Les données tombent chaque mois et confirment la même tendance : les océans battent des records de chaleur. Selon le service européen Copernicus Marine, la température moyenne à la surface des mers du globe a atteint 20,98 °C en juin 2026, dépassant le précédent record établi en juin 2024 (20,89 °C). Un chiffre qui, derrière son apparente sobriété, cache des situations locales bien plus extrêmes.

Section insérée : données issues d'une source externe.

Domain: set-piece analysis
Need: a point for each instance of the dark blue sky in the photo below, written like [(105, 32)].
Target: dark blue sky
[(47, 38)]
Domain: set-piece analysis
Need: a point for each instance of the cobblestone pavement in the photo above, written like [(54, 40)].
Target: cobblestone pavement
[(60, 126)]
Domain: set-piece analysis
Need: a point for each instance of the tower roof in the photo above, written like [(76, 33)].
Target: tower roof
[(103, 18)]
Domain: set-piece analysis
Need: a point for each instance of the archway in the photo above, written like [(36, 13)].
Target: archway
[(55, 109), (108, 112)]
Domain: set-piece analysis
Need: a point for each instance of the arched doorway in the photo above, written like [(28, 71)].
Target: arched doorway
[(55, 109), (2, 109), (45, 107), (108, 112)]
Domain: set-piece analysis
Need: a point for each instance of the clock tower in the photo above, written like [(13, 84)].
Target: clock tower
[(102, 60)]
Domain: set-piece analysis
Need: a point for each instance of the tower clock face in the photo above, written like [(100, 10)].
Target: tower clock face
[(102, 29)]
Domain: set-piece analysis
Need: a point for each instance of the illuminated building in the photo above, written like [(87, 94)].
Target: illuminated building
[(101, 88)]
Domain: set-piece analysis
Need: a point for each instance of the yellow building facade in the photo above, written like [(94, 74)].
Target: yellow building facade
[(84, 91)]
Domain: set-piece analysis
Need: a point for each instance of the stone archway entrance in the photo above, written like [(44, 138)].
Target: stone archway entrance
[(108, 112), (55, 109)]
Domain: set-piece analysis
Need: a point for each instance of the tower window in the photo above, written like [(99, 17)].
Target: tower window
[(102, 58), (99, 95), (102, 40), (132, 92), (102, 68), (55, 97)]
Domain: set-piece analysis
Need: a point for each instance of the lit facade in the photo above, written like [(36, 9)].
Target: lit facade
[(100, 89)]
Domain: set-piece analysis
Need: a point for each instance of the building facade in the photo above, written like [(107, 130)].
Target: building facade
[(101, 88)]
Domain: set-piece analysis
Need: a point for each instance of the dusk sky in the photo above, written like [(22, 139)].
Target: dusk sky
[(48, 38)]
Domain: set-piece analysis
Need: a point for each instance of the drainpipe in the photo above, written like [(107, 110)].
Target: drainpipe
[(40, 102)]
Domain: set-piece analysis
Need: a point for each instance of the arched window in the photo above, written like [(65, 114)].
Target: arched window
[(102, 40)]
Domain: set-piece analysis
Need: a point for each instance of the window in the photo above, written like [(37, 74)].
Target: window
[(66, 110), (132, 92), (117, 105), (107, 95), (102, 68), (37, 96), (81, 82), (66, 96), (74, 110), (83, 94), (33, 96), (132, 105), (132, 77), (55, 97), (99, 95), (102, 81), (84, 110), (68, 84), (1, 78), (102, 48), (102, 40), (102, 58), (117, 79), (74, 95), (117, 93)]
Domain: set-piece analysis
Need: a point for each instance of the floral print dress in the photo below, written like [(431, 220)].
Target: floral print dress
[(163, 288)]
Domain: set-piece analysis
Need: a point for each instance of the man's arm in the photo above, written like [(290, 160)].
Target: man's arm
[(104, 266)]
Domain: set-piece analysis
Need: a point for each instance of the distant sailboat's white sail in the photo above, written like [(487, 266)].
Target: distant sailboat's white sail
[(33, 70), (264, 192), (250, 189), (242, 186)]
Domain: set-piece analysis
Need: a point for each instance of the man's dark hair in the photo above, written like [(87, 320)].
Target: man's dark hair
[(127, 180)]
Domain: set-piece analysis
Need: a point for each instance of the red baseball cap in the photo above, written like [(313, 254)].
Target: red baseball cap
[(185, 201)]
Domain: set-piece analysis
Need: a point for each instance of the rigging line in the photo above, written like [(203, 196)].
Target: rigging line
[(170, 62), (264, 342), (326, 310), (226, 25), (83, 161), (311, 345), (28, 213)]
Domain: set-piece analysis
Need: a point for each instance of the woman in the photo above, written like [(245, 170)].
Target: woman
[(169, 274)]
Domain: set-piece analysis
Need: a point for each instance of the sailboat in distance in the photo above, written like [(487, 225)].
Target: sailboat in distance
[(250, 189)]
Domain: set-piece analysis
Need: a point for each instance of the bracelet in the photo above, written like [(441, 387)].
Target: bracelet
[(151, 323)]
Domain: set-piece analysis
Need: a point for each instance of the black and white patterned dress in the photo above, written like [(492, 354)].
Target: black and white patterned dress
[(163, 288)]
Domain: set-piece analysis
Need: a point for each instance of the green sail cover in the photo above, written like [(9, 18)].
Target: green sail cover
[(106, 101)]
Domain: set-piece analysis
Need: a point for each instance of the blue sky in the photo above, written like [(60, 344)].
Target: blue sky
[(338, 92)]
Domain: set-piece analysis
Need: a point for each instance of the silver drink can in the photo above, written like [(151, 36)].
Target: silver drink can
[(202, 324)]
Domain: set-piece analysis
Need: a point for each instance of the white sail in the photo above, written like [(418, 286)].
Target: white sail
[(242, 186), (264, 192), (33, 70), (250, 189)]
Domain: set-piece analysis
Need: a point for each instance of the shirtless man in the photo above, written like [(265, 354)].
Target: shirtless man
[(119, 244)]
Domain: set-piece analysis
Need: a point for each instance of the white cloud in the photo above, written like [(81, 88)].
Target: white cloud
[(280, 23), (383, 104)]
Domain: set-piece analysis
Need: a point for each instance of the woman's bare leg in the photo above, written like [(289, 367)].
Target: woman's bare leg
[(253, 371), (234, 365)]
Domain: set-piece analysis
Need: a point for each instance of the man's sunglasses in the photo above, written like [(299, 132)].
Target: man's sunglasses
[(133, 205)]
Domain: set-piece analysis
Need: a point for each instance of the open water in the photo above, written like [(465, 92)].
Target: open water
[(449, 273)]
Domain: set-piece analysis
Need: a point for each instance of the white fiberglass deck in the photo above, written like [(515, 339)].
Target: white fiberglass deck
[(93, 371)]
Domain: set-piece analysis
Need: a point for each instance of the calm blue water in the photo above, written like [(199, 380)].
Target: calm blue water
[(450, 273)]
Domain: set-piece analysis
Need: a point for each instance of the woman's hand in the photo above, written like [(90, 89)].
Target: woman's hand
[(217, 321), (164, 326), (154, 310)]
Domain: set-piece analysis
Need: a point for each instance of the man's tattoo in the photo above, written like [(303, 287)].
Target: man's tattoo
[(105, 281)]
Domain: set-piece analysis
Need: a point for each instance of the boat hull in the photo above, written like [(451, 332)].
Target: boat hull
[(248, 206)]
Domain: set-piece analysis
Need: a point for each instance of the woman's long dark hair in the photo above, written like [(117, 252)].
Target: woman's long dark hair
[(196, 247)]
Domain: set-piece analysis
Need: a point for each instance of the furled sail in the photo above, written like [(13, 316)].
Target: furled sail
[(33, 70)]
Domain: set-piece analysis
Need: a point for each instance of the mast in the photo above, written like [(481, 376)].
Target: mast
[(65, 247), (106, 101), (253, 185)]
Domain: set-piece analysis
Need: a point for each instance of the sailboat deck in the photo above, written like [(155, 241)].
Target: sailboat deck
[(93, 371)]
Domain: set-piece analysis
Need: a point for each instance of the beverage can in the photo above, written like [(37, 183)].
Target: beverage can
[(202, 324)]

Un record mondial porté par deux dynamiques
Ce nouveau pic s’explique par la combinaison de deux phénomènes. D’un côté, un réchauffement de fond, lent mais continu, lié aux activités humaines et à l’accumulation de gaz à effet de serre dans l’atmosphère. De l’autre, un épisode El Niño qui agit comme un accélérateur ponctuel, réchauffant davantage encore les eaux du Pacifique tropical. Les deux effets se cumulent, ce qui explique l’ampleur inédite des relevés de cette année.
Des vagues de chaleur marine presque partout
Au-delà de la moyenne mondiale, c’est l’étendue du phénomène qui interpelle les climatologues. Depuis le début de l’année 2026, 82 % de la surface des océans a connu au moins un épisode de vague de chaleur marine, et près de la moitié du globe océanique a subi des canicules marines qualifiées de fortes à extrêmes.
- Température moyenne mondiale en surface : 20,98 °C en juin 2026, nouveau record
- Précédent record : 20,89 °C, en juin 2024
- 82 % de l’océan mondial touché par une vague de chaleur marine depuis janvier
- Méditerranée : 98 % de sa surface concernée par une canicule marine au premier semestre
La Méditerranée en première ligne
Parmi les zones les plus affectées, la mer Méditerranée se distingue par l’intensité du phénomène. Sa surface a enregistré un record de 24,34 °C en juin 2026, avec des vagues de chaleur marine couvrant la quasi-totalité du bassin durant les six premiers mois de l’année. Une eau anormalement chaude qui n’est pas sans conséquence pour les écosystèmes sous-marins, en particulier les herbiers et les espèces sensibles aux variations de température.
Pourquoi ce n’est pas qu’une question de degrés
Une hausse de quelques dixièmes de degré peut sembler anodine à l’échelle d’un thermomètre, mais elle bouleverse des équilibres biologiques entiers. Les eaux plus chaudes favorisent le blanchissement de certaines espèces marines, modifient les cycles de reproduction des poissons et intensifient l’évaporation, un facteur qui alimente en retour l’humidité et l’intensité des épisodes pluvieux extrêmes sur les zones côtières. Les climatologues rappellent aussi que l’océan agit comme un immense régulateur thermique de la planète : une part importante de l’excès de chaleur produit par l’effet de serre y est absorbée, avec un effet différé sur le climat des années suivantes.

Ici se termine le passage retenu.